[Mlir-commits] [mlir] a819e73 - [mlir] Support broadcast dimensions in ProgressiveVectorToSCF
Matthias Springer
llvmlistbot at llvm.org
Fri Apr 23 02:01:59 PDT 2021
Author: Matthias Springer
Date: 2021-04-23T18:01:32+09:00
New Revision: a819e7339315687f06f686971a649f614afbd987
URL: https://github.com/llvm/llvm-project/commit/a819e7339315687f06f686971a649f614afbd987
DIFF: https://github.com/llvm/llvm-project/commit/a819e7339315687f06f686971a649f614afbd987.diff
LOG: [mlir] Support broadcast dimensions in ProgressiveVectorToSCF
This commit adds support for broadcast dimensions in permutation maps of vector transfer ops.
Also fixes a bug in VectorToSCF that generated incorrect in-bounds checks for broadcast dimensions.
Differential Revision: https://reviews.llvm.org/D101019
Added:
Modified:
mlir/lib/Conversion/VectorToSCF/ProgressiveVectorToSCF.cpp
mlir/lib/Conversion/VectorToSCF/VectorToSCF.cpp
mlir/test/Integration/Dialect/Vector/CPU/test-transfer-read-1d.mlir
mlir/test/Integration/Dialect/Vector/CPU/test-transfer-read-2d.mlir
mlir/test/Integration/Dialect/Vector/CPU/test-transfer-read-3d.mlir
Removed:
################################################################################
diff --git a/mlir/lib/Conversion/VectorToSCF/ProgressiveVectorToSCF.cpp b/mlir/lib/Conversion/VectorToSCF/ProgressiveVectorToSCF.cpp
index 05f8dc4b4856..3eb6072e7979 100644
--- a/mlir/lib/Conversion/VectorToSCF/ProgressiveVectorToSCF.cpp
+++ b/mlir/lib/Conversion/VectorToSCF/ProgressiveVectorToSCF.cpp
@@ -70,13 +70,16 @@ static Value setAllocAtFunctionEntry(MemRefType type, Operation *op) {
/// Given a vector transfer op, calculate which dimension of the `source`
/// memref should be unpacked in the next application of TransferOpConversion.

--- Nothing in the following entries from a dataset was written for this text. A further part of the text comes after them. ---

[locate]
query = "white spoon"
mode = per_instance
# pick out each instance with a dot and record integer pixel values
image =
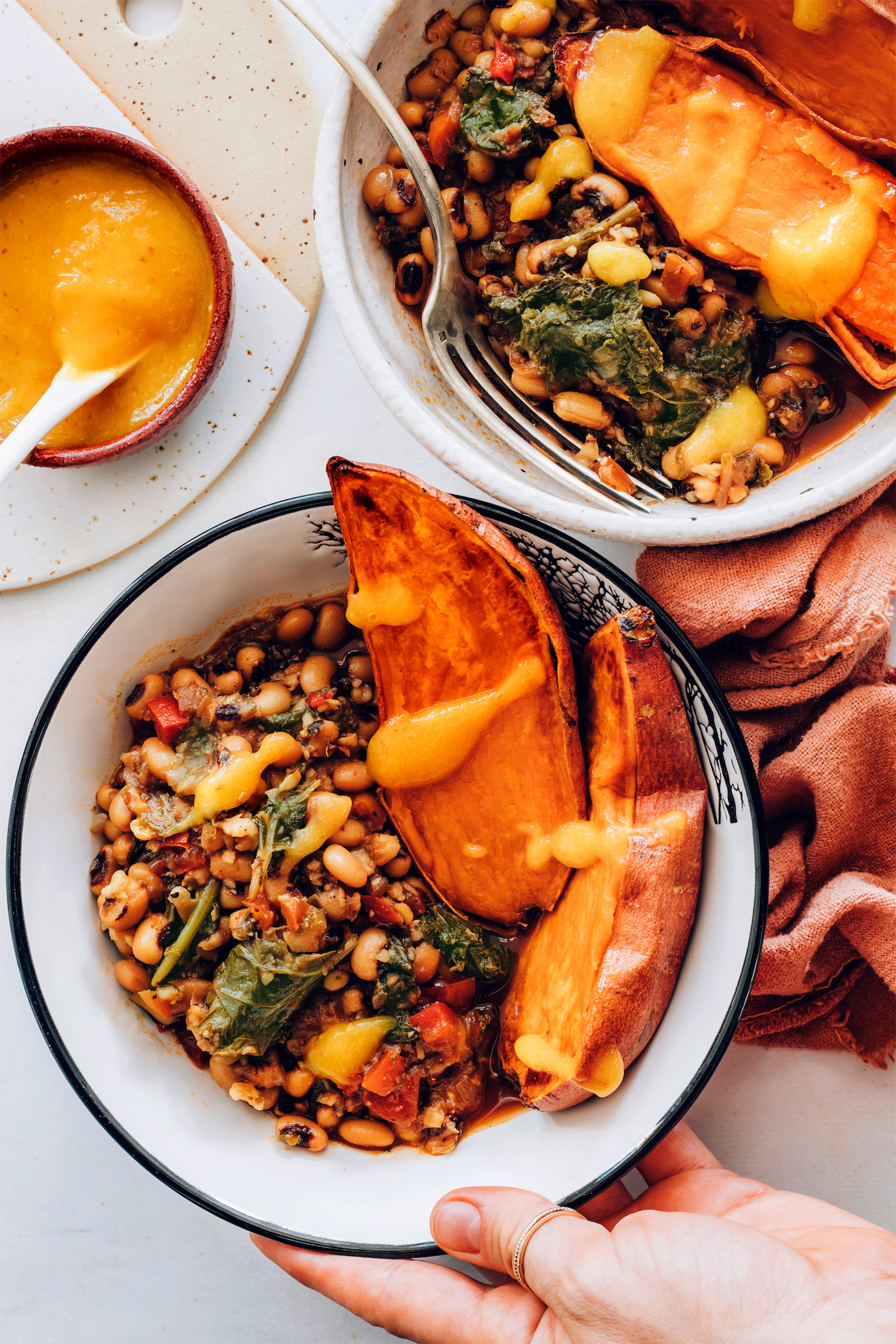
(69, 390)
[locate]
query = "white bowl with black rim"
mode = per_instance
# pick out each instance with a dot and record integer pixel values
(387, 342)
(172, 1117)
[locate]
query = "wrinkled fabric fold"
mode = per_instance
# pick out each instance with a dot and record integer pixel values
(796, 629)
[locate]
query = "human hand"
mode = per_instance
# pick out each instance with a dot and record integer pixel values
(702, 1255)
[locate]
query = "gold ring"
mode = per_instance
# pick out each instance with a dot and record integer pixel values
(528, 1233)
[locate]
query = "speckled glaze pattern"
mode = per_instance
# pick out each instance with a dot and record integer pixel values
(55, 143)
(388, 346)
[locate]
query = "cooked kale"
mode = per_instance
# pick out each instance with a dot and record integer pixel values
(501, 120)
(463, 945)
(576, 330)
(257, 990)
(278, 824)
(397, 990)
(195, 751)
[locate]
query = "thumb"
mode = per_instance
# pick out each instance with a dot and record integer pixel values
(483, 1226)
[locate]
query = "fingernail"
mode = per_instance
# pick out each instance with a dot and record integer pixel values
(457, 1226)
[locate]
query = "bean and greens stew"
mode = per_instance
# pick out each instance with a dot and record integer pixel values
(265, 910)
(586, 297)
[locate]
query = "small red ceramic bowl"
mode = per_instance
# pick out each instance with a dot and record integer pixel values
(57, 142)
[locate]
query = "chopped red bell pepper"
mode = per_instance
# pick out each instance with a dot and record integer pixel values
(167, 717)
(262, 913)
(501, 65)
(191, 858)
(402, 1104)
(444, 130)
(439, 1026)
(381, 912)
(383, 1074)
(293, 910)
(459, 994)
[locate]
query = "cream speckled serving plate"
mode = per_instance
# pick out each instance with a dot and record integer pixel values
(388, 346)
(60, 522)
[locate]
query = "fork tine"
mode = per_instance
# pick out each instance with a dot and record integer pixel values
(535, 414)
(461, 372)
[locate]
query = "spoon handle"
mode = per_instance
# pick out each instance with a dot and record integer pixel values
(67, 392)
(366, 82)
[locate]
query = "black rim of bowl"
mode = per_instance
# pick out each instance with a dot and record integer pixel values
(503, 517)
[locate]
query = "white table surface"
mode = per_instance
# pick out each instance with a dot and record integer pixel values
(82, 1222)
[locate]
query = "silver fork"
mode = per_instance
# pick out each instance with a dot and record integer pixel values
(456, 340)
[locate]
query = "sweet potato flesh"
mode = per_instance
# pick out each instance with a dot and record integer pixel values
(596, 975)
(485, 637)
(843, 74)
(746, 180)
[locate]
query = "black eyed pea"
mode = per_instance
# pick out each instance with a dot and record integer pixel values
(353, 777)
(383, 849)
(295, 626)
(480, 167)
(159, 758)
(132, 976)
(120, 814)
(376, 184)
(426, 963)
(230, 866)
(145, 691)
(361, 666)
(229, 683)
(300, 1132)
(366, 952)
(412, 113)
(366, 1133)
(248, 659)
(102, 869)
(427, 246)
(299, 1081)
(476, 216)
(344, 866)
(147, 945)
(332, 628)
(272, 698)
(351, 834)
(581, 409)
(398, 868)
(317, 673)
(121, 847)
(453, 199)
(412, 276)
(474, 19)
(466, 46)
(260, 1098)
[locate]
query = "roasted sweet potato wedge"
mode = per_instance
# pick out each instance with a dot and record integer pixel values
(839, 67)
(476, 690)
(746, 180)
(596, 975)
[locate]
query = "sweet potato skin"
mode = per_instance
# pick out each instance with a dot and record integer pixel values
(797, 169)
(642, 764)
(843, 79)
(484, 604)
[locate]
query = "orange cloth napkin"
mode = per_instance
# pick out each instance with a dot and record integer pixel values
(796, 628)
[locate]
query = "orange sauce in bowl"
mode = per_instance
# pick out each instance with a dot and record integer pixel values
(102, 261)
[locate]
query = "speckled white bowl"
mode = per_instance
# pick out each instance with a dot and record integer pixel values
(388, 346)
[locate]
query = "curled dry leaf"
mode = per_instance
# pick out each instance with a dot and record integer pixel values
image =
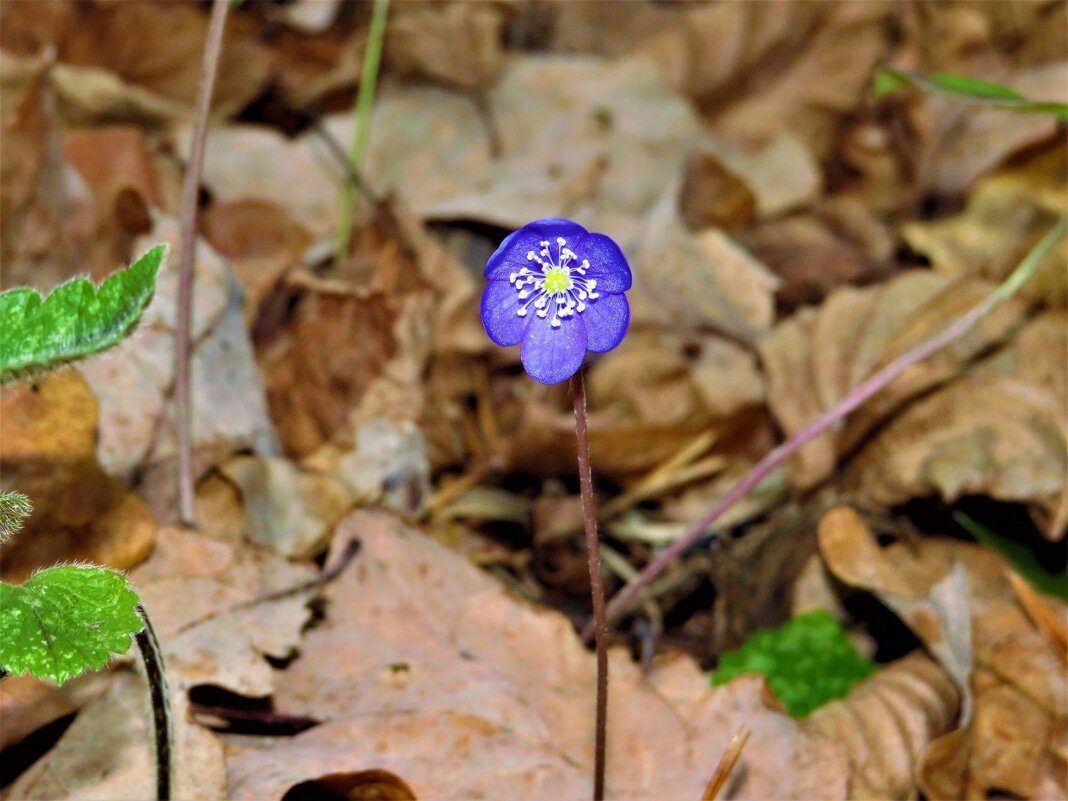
(649, 398)
(49, 432)
(460, 688)
(1006, 214)
(813, 359)
(888, 721)
(105, 74)
(454, 44)
(692, 281)
(134, 382)
(1011, 742)
(958, 440)
(107, 752)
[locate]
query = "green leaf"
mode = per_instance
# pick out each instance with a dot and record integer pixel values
(1021, 558)
(76, 319)
(14, 508)
(970, 90)
(65, 621)
(807, 661)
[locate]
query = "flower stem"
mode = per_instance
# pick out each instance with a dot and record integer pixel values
(361, 119)
(153, 659)
(859, 394)
(183, 328)
(596, 584)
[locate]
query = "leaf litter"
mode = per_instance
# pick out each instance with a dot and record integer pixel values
(775, 267)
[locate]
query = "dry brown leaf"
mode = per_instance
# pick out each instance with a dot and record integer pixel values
(1007, 213)
(697, 281)
(132, 382)
(105, 74)
(454, 44)
(1011, 742)
(262, 241)
(886, 722)
(648, 398)
(49, 430)
(286, 509)
(815, 358)
(107, 753)
(806, 64)
(958, 440)
(464, 689)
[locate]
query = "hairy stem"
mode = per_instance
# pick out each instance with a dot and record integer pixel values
(861, 393)
(361, 120)
(162, 724)
(183, 334)
(596, 584)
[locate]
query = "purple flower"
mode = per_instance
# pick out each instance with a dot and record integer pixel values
(558, 289)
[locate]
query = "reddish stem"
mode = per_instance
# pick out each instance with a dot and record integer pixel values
(183, 333)
(596, 583)
(861, 393)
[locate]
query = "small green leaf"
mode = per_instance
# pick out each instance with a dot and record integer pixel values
(971, 90)
(1022, 558)
(76, 319)
(65, 621)
(14, 508)
(807, 661)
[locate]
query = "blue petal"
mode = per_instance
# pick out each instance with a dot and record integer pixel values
(607, 263)
(553, 355)
(500, 303)
(512, 255)
(607, 319)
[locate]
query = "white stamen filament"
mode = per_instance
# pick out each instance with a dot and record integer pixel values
(567, 283)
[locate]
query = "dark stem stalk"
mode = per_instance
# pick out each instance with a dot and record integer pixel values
(183, 334)
(596, 584)
(163, 732)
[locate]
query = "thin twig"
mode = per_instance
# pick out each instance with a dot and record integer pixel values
(596, 583)
(351, 548)
(861, 393)
(183, 339)
(361, 116)
(162, 724)
(727, 760)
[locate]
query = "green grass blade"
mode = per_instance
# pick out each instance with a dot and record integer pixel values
(75, 320)
(1022, 559)
(970, 90)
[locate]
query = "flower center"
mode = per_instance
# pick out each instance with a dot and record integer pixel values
(555, 285)
(556, 279)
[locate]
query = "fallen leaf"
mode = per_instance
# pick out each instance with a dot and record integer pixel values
(436, 659)
(958, 441)
(1010, 741)
(813, 359)
(104, 74)
(886, 722)
(49, 433)
(453, 44)
(107, 752)
(134, 382)
(1007, 213)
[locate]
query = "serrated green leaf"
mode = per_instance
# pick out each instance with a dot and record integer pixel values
(807, 662)
(14, 508)
(971, 90)
(76, 319)
(65, 621)
(1023, 559)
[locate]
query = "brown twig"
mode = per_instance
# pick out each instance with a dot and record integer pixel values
(190, 191)
(727, 760)
(861, 393)
(596, 584)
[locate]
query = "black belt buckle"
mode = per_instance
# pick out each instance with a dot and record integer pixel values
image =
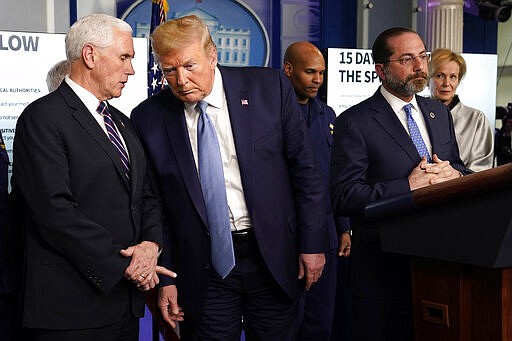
(241, 235)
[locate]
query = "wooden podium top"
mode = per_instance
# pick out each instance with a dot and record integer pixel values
(466, 220)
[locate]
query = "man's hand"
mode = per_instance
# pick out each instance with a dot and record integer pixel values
(142, 269)
(310, 267)
(426, 174)
(442, 169)
(418, 178)
(345, 244)
(168, 304)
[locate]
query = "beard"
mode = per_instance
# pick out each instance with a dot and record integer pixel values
(408, 87)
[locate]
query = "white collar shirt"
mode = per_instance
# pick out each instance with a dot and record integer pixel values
(398, 107)
(219, 115)
(91, 103)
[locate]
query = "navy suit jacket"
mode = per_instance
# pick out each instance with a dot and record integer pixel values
(8, 251)
(372, 158)
(282, 186)
(320, 120)
(80, 211)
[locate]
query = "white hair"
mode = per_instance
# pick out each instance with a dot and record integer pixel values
(56, 74)
(95, 29)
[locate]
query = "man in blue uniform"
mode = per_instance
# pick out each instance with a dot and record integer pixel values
(8, 275)
(304, 66)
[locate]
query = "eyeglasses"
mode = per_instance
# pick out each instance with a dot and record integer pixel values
(407, 60)
(450, 78)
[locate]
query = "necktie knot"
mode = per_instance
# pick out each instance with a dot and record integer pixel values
(213, 188)
(102, 109)
(114, 137)
(414, 131)
(202, 105)
(408, 109)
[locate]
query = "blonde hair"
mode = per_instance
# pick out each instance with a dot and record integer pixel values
(177, 33)
(441, 56)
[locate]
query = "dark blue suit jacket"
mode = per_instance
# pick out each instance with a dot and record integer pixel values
(282, 186)
(372, 158)
(8, 252)
(79, 212)
(320, 120)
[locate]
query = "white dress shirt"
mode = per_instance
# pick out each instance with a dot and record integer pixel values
(398, 107)
(91, 102)
(219, 115)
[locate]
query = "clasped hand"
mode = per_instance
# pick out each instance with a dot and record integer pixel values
(143, 270)
(426, 174)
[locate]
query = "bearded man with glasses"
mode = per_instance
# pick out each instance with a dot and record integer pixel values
(390, 144)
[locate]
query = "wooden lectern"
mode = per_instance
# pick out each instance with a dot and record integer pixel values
(459, 234)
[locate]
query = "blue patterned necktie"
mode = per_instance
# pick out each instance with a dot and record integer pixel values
(114, 137)
(415, 133)
(213, 187)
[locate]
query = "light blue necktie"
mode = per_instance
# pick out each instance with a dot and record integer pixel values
(415, 133)
(211, 175)
(114, 137)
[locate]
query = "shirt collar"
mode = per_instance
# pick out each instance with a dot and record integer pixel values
(217, 95)
(396, 103)
(89, 100)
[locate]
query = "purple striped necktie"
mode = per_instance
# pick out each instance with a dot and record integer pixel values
(114, 137)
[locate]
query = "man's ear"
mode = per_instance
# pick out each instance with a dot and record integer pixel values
(288, 69)
(213, 58)
(89, 55)
(379, 68)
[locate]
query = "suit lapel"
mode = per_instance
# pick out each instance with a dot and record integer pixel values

+/// A return value of None indicates a broadcast.
template <typename OpTy>
-static unsigned unpackedDim(OpTy xferOp) {
+static Optional<int64_t> unpackedDim(OpTy xferOp) {
auto map = xferOp.permutation_map();
- // TODO: Handle broadcast
- auto expr = map.getResult(0).template dyn_cast<AffineDimExpr>();
- assert(expr && "Expected AffineDimExpr in permutation map result");
- return expr.getPosition();
+ if (auto expr = map.getResult(0).template dyn_cast<AffineDimExpr>())
+ return expr.getPosition();
+
+ assert(map.getResult(0).template isa<AffineConstantExpr>() &&
+ "Expected AffineDimExpr or AffineConstantExpr");
+ return None;
}
/// Compute the permutation map for the new (N-1)-D vector transfer op. This
@@ -103,8 +106,12 @@ static void getXferIndices(OpTy xferOp, Value iv,
auto dim = unpackedDim(xferOp);
auto prevIndices = adaptor.indices();
indices.append(prevIndices.begin(), prevIndices.end());
- using edsc::op::operator+;
- indices[dim] = adaptor.indices()[dim] + iv;
+
+ bool isBroadcast = !dim.hasValue();
+ if (!isBroadcast) {
+ using edsc::op::operator+;
+ indices[dim.getValue()] = adaptor.indices()[dim.getValue()] + iv;
+ }
}
static void maybeYieldValue(bool hasRetVal, OpBuilder builder, Location loc,
@@ -116,7 +123,7 @@ static void maybeYieldValue(bool hasRetVal, OpBuilder builder, Location loc,
}
}
-/// Helper function TransferOpConversion and Strided1dTransferOpConversion.
+/// Helper function TransferOpConversion and TransferOp1dConversion.
/// Generate an in-bounds check if the transfer op may go out-of-bounds on the
/// specified dimension `dim` with the loop iteration variable `iv`.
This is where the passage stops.